STAVANGER, Norway, Aug 30 (Reuters) – The sale of a stake in Carcara, the giant Brazilian offshore oil prospect, to Norway’s Statoil ASA will gain Brazil’s state-led oil company Petrobras as much as $11 billion to pay debt or invest in other projects that promise to generate cash more quickly, Petrobras’ chief executive said on Tuesday.
Petroleo Brasileiro SA, as Petrobras is formally known, sold its 66 percent stake in the prospect in July for $2.5 billion. But the sale will also free it from the need to invest its share of the area’s estimated $12 billion to $13 billion development cost, CEO Pedro Parente told reporters in Stavanger, Norway.
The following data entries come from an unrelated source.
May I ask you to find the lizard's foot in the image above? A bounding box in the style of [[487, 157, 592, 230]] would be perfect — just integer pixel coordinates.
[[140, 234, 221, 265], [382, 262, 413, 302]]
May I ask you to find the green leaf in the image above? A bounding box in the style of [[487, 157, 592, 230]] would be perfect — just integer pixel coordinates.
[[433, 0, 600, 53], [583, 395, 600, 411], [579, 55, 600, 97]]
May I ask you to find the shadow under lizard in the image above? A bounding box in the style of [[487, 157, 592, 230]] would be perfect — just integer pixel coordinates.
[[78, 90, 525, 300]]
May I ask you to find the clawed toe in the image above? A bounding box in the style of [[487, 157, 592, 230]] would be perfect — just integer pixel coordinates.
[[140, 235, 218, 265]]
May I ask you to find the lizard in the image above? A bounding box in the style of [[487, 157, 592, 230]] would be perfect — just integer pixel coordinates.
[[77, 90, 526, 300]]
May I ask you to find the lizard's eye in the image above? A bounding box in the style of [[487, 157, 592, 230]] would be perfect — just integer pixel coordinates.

That cost would total $7.9 billion to $8.6 billion.
“First of all we are in a period where we need cash,” Parente said. “Another issue here is that Carcara is not close to the other fields we have, so by not being close to the fields we would not be able to use the synergies we can use when developing other fields that are closer.”
Parente also said Petrobras will meet its goal to sell $15.1 billion of assets by the end of 2016. The target, set in 2015, is designed to slash its nearly $125 billion of debt, the largest in the oil industry.
Statoil said it is excited about developing Carcara, where it expects to produce its first oil after 2020, when older mature fields in Norway will be in decline.
Statoil says Carcara contains 700 million to 1.3 billion barrels of oil and equivalent natural gas, enough for all U.S. oil needs for two months.
While Statoil has no official estimate for Carcara development costs, Chief Executive Eldar Saetre told reporters on Tuesday that the $12 billion to $13 billion suggested by Parente “is a starting point.”
“I think the numbers we are talking about are covering the whole field,” Saetre said. “Our target is to go lower on the costs, but it is too early to give a number.”
More than half of the oil and gas discovered in the Carcara prospect is believed to extend beyond the BM-S-8 block, in which Statoil bought a stake and will require Brazil to auction off adjacent areas to develop.
Statoil’s partners in Carcara are Portugal’s Galp Energia SGPS SA (14 percent), Brazil’s QGEP SA (10 percent) and privately owned Barra Energia do Brasil Petróleo e Gás Ltda (10 percent). Barra Energia is backed by U.S. investment funds Riverstone Holdings LLC and First Reserve Corp.